I wonder what you think about your home town (or village or city)?  On one level, we never really get away from it: if you have a passport, it’ll be recorded as your place of birth for your whole life.  And often our place of birth shapes us in ways we don’t always expect, and maybe find it hard to articulate.

This was brought home to me in 2012, at the time of the London Olympics.  I was born and brought up in London, subsequently worked there, and overall have lived about 27 years of my life in various parts of the city.   But I moved away in 2008 and four years later was happily living in Bristol.  Then came the Olympic Opening Ceremony: I remember watching with Alise in our lounge and feeling this overpowering sense of homesickness – ‘that’s my city, why am I not there to be a part of it?’  You can take the man out of London, but can you ever take London out of the man…?
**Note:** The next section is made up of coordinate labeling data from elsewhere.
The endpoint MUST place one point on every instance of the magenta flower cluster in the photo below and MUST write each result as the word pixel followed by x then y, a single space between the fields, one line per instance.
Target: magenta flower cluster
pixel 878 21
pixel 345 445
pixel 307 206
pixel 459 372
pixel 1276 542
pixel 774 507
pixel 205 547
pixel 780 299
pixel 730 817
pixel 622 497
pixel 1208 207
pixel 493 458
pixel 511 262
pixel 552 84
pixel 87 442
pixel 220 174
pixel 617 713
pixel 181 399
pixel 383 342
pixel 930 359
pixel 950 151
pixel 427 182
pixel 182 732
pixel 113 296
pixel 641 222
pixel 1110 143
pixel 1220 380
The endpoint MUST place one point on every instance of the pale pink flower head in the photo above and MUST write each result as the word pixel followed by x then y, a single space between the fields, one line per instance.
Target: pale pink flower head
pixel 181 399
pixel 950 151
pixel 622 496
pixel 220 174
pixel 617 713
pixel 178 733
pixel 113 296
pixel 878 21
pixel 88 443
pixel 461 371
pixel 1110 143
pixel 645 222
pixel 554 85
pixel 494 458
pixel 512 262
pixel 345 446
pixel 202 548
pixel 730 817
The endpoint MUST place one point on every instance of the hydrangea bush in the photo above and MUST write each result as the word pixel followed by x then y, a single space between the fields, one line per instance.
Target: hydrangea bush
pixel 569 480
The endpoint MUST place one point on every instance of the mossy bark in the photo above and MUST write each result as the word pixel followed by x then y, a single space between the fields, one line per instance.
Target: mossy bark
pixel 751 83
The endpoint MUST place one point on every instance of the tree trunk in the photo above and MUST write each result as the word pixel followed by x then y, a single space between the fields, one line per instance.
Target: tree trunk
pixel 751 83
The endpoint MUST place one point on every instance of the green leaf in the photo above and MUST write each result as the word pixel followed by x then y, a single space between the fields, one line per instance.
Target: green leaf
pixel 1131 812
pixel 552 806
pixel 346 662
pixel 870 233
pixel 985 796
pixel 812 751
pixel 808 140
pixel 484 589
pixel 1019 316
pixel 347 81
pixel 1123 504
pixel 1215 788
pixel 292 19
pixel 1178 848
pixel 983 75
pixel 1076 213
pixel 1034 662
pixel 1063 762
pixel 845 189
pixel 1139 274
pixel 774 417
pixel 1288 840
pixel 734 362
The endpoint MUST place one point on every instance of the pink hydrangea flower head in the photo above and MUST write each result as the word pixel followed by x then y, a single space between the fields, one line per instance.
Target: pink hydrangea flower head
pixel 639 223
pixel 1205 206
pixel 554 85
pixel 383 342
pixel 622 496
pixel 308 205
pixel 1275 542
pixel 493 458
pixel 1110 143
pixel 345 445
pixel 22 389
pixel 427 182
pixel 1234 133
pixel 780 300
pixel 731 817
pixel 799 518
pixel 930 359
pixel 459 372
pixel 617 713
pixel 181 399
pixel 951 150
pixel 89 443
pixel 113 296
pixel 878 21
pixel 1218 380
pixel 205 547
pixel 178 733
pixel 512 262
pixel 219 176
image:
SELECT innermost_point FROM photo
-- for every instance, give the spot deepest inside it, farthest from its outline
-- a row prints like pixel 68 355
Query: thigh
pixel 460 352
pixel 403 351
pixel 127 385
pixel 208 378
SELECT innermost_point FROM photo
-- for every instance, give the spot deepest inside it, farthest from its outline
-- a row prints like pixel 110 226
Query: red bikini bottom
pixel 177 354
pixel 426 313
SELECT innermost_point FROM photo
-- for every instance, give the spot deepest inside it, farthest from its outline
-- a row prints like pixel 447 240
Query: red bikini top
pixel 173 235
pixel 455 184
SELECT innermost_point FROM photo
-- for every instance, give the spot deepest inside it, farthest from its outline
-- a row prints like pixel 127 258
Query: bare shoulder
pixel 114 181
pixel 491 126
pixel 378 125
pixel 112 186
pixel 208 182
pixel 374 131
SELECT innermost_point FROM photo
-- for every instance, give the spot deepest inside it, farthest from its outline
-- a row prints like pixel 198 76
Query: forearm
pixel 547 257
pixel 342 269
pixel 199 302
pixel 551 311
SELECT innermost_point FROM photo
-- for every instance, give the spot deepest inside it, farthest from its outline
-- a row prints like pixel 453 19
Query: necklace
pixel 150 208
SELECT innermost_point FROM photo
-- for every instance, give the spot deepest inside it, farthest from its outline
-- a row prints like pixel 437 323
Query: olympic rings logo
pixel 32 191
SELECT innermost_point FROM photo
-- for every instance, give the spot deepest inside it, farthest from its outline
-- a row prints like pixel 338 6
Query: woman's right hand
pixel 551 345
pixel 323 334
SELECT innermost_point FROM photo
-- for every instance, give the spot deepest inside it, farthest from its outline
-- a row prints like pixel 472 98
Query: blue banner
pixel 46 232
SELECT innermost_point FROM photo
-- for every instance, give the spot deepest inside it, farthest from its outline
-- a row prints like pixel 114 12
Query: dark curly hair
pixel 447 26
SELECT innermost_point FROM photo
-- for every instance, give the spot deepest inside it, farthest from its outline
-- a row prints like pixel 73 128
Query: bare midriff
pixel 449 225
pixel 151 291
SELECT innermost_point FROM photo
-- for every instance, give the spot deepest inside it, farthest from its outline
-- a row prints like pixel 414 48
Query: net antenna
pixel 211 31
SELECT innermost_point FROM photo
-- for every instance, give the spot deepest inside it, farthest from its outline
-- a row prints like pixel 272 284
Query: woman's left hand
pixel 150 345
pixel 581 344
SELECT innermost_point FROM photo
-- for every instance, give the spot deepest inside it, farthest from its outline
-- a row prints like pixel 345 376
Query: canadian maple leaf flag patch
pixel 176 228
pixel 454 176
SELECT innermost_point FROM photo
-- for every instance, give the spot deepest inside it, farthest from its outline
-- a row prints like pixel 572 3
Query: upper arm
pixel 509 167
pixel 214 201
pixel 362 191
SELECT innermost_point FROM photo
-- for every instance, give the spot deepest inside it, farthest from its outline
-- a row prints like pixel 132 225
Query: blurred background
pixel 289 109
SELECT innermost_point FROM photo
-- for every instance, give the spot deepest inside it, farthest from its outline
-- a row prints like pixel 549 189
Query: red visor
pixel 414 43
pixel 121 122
Jesus faces a similar challenge today.  He’s just announced to his home town the in-breaking rule of God through his anointed rescuer, which is pretty big stuff: how will the congregation react?  Initially, the response is favourable: ‘all spoke well of him’ (v22); but then it turns into something more like patronising surprise: ‘Isn’t this Joseph’s son?’  In other words, can the Messiah really be a carpenter’s son?  From Nazareth??  The same Jesus we saw grow up, who got lost at the Temple, who has lived quietly here all these years, until just a few weeks ago?

Familiarity breeds contempt, so they say.  And Jesus feels it.  Ironically, the fact that they’ve known him all his life should make it easy for them to see the qualities that will define his ministry as the Messiah – instead, the reverse is true: ‘Do here in your home town what we have heard that you did in Capernaum.’ Give us a real sign!

So Jesus challenges them by reminding them that God’s blessings are not automatically conferred on those who happen to live in the right area: whilst God has consistently blessed Israel, in previous times of national disobedience, God quite happily blessed others too, in Sidon and Syria.  Being the birthplace of the Messiah is no reason for a sense of entitlement.

Sadly, the Nazarenes weren’t ready to listen, and whilst Jesus got away unharmed (v30), he only returned on one more occasion to his home town, where he received a similar reception (Mark 6:1-6) – and, from this point, settled in Capernaum just down the road.

As you look back at your ‘home town’, some of you may feel gratitude for what it gave you; others may feel relief that you got away!  Perhaps many of us feel a mixture of both.  Our past matters: but it does not entirely define our present, nor our future.  God anointed Jesus’ ministry elsewhere: might he do the same for you?